Terakhir, para peneliti ingin membuat skor risiko poligenik dapat diterapkan pada keturunan genetik yang berbeda. Mereka mempelajari perbedaan varian genetik antar populasi dengan menganalisis data dari National Institutes of Health Kita semua program penelitian, yang mengumpulkan informasi kesehatan dari satu juta orang dari berbagai latar belakang di seluruh AS. Tim tersebut menggunakan informasi tersebut untuk membuat model guna mengkalibrasi skor risiko poligenik seseorang berdasarkan keturunan genetik individu tersebut.

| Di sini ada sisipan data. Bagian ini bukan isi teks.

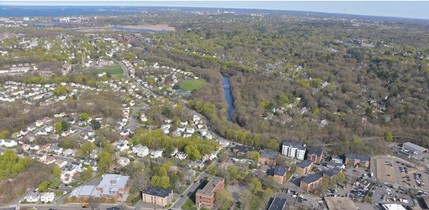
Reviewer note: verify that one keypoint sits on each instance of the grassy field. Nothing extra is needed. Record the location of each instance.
(113, 70)
(191, 85)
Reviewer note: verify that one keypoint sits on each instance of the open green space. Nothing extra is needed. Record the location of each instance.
(113, 70)
(194, 84)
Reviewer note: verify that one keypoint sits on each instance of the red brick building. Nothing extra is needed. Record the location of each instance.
(206, 197)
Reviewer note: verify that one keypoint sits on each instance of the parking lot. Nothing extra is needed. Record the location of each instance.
(393, 170)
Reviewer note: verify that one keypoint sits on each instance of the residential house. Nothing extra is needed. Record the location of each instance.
(310, 182)
(158, 196)
(304, 167)
(156, 153)
(279, 174)
(206, 197)
(315, 155)
(141, 151)
(47, 197)
(357, 159)
(293, 149)
(268, 157)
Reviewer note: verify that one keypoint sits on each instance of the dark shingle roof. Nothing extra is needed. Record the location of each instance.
(277, 204)
(311, 178)
(157, 191)
(315, 151)
(304, 164)
(357, 156)
(279, 171)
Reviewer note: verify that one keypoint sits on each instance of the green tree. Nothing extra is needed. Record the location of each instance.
(84, 116)
(223, 199)
(253, 155)
(43, 186)
(388, 136)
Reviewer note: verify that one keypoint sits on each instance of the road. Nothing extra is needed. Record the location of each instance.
(189, 192)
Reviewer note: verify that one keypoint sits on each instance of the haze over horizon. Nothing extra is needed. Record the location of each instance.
(417, 10)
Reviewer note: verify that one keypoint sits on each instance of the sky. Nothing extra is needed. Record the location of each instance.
(407, 9)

“Kami tidak dapat memperbaiki semua bias dalam skor risiko, namun kami dapat memastikan bahwa jika seseorang berada dalam kelompok risiko tinggi untuk suatu penyakit, mereka akan teridentifikasi sebagai risiko tinggi terlepas dari apa keturunan genetik mereka,” jelas Lennon.

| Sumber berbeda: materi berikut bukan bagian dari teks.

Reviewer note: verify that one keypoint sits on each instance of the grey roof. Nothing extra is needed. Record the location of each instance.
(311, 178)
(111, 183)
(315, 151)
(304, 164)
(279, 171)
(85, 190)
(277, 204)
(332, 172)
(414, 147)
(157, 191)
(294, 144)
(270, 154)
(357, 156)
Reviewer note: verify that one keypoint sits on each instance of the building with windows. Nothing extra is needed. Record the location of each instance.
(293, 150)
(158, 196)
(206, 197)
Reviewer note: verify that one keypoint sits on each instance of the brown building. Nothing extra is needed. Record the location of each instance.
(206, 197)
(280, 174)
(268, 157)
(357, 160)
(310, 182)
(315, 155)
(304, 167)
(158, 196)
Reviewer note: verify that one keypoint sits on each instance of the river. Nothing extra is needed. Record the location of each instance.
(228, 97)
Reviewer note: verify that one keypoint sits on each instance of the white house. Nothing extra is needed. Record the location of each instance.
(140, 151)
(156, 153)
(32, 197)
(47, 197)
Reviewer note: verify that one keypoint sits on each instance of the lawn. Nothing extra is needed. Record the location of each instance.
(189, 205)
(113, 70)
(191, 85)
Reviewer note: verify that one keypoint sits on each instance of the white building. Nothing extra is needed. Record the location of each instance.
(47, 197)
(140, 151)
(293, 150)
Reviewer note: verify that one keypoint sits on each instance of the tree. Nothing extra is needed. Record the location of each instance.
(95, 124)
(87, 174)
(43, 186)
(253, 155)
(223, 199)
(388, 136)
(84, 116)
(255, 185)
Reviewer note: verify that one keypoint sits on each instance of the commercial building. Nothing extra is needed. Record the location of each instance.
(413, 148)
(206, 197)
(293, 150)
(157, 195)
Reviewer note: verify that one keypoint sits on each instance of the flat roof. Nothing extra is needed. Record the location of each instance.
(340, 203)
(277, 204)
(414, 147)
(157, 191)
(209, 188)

Masa Depan Skor Risiko Poligenik dalam Pelayanan Kesehatan
Setelah optimasi tersebut selesai, tim Lennon di Broad Clinical Labs mendapatkan 10 tes yang sekarang mereka gunakan untuk menghitung skor risiko untuk 25.000 orang yang terdaftar dalam studi eMERGE. Bersama dengan kolaborator eMERGE, mereka juga merencanakan studi tindak lanjut yang terperinci untuk menganalisis bagaimana skor risiko poligenik dapat memengaruhi layanan kesehatan pasien.

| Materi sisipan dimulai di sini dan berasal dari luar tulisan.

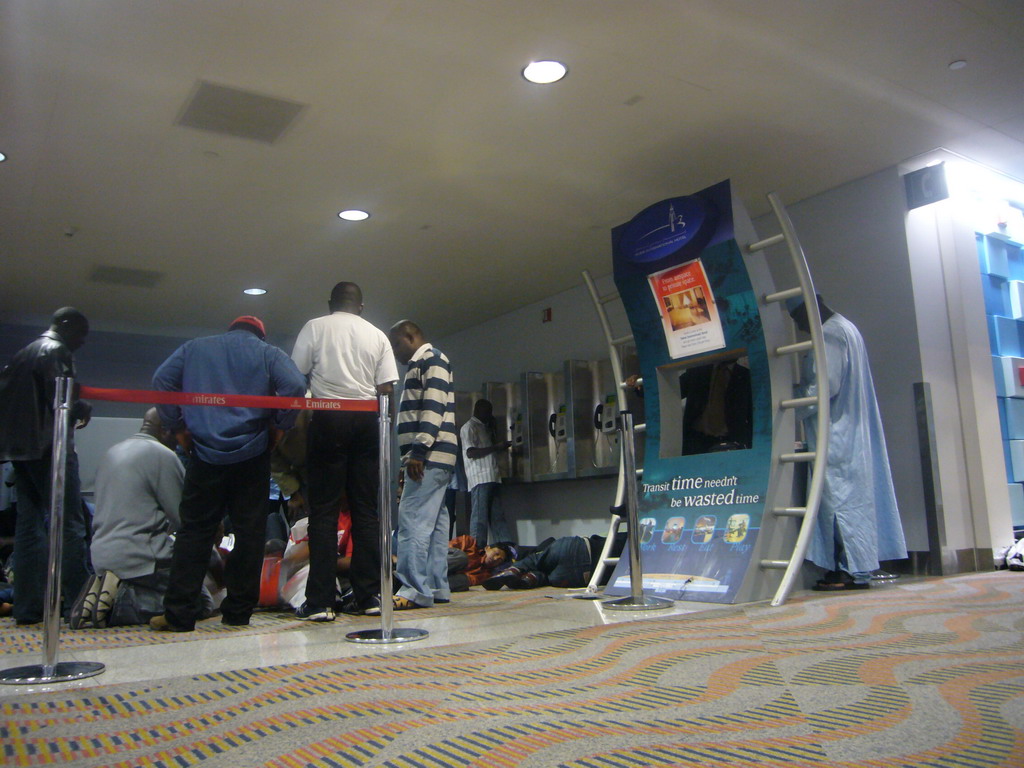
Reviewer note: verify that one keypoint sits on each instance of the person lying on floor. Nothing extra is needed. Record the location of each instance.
(568, 561)
(469, 564)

“Pada akhirnya, jaringan tersebut ingin mengetahui apa artinya bagi seseorang untuk menerima informasi yang menyatakan bahwa mereka berisiko tinggi terkena salah satu penyakit ini,” kata Lennon.
Referensi: “Pemilihan, optimalisasi dan validasi sepuluh skor risiko poligenik penyakit kronis untuk penerapan klinis pada beragam populasi AS” oleh Niall J. Lennon, Leah C. Kottyan, Christopher Kachulis, Noura S. Abul-Husn, Josh Arias, Gillian Belbin, Jennifer E. Bawah, Sonja I. Berndt, Wendy K. Chung, James J. Cimino, Ellen Wright Clayton, John J. Connolly, David R. Crosslin, Ozan Dikilitas, Digna R. Velez Edwards, QiPing Feng, Marissa Fisher, Robert http://dx.doi.org/10.1037/0033-295X.102.2.211[ PubMed ]R. Freimuth, Tian Ge, Konsorsium RAKSASA, Program Penelitian Kita Semua, Joseph T. Glessner, Adam S. Gordon, Candace Patterson, Hakon Hakonarson, Maegan Harden, Margaret Harr, Joel N. Hirschhorn, Clive Hoggart, Li Hsu , Marguerite R. Irvin, Gail P. Jarvik, Elizabeth W. Karlson, Atlas Khan, Amit Khera, Krzysztof Kiryluk, Iftikhar Kullo, Katie Larkin, Nita Limdi, Jodell E. Linder, Ruth JF Loos, Yuan Luo, Edyta Malolepsza, Teri A. Manolio, Lisa J. Martin, Lee McCarthy, Elizabeth M. McNally, James B. Meigs, Tesfaye B. Mersha, Jonathan D. Mosley, Anjene Musick, Bahram Namjou, Nihal Pai, Lorenzo L. Pesce, Ulrike Peters, Josh F. Peterson, Cynthia A. Prows, Megan J. Puckelwartz, Heidi L. Rehm, Dan M. Roden, Elisabeth A. Rosenthal , Robb Rowley, Konrad Theodore Sawicki, Daniel J. Schaid, Roelof AJ Smith, Johanna L. Smith; Jordan W. Smoller, Minta Thomas, Hemant Tiwari, Diana M. Toledo, Nataraja Sarma Vaitinadin, David Veenstra, Theresa L. Walunas, Zhe Wang, Wei-Qi Wei, Chunhua Weng, Georgia L. Wiesner, Xianyong Yin dan Eimear E. Kenny, 19 Februari 2024, Pengobatan Alam.
DOI: 10.1038/s41591-024-02796-z
Fase Jaringan eMERGE ini diprakarsai dan didanai oleh National Human Genome Research Institute.